How Your Voice Agent Thinks
A tour of what goes into every phone call: the three layers of context that always load, the optional tools that may or may not be installed, and the simple rule that decides which file you should edit.
The big picture
Every time someone calls your number, the TTMA Voice Gateway opens a new session and assembles a fresh prompt from a handful of files on your server. Three layers always load. A fourth optional layer plugs in only if you've enabled it.
Most operators only ever touch one of these layers at a time. Knowing which layer holds which knob is the entire game.
Layer 1 - Identity (always loaded)Every call
Who the agent is. Three Markdown files in your OpenClaw workspace, read on every call. If you change them, the next call uses the new version. No restart needed.
| File | Role | What goes in it |
|---|---|---|
SOUL.md | Voice & personality | Tone, pacing, conversational style. The bot's vibe. |
IDENTITY.md | Name & role | Who the agent is, what it represents, which number it answers on. |
MEMORY.md | Long-term memory | Known contacts, learned facts, recurring preferences. The bot's accumulated context. |
These three files are shared with your OpenClaw agent. Edit them once and both the chat agent and the voice agent inherit the changes.

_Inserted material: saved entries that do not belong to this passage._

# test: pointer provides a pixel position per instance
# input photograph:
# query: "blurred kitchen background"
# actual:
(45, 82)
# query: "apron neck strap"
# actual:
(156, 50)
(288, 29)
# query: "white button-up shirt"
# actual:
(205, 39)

Layer 2 - Operational rules (always loaded)Every call
How the agent handles calls. One Markdown playbook at:
~/.openclaw/workspace/protocols/dojo-voice-agent-playbook.mdThis is where you write:
- Hard rules (reply length, when to escalate, what never to say)
- Pricing facts and other things the bot must always know
- Conversation flow (how to open, how to discover the caller's goal, how to close)
- Examples of good answers - short, contextual, mapped to caller intent
Like Layer 1, the playbook is re-read on every call. Edit it, hang up, call back - the new version is live.
Layer 3 - This-call brief (per-call only)This call only
The first two layers are about the bot itself. This third layer is about this specific call. It's injected only for the duration of one session, then thrown away.
For outbound calls
- purposeTemplate - "You're calling Sarah at Acme about her overdue invoice"
- firstMessage - the exact opening line the bot speaks first
- Any per-call data your app passes in (lead score, account state, last-touch date)
For inbound calls
- Caller phone number (and, if known, their CRM record)
- Whether they're the owner (private mode) or a stranger (public mode)
- Which playbook section to enter on
Layer 3 is the only layer your code touches at runtime. Everything else lives on disk and is static for the lifetime of the deployment.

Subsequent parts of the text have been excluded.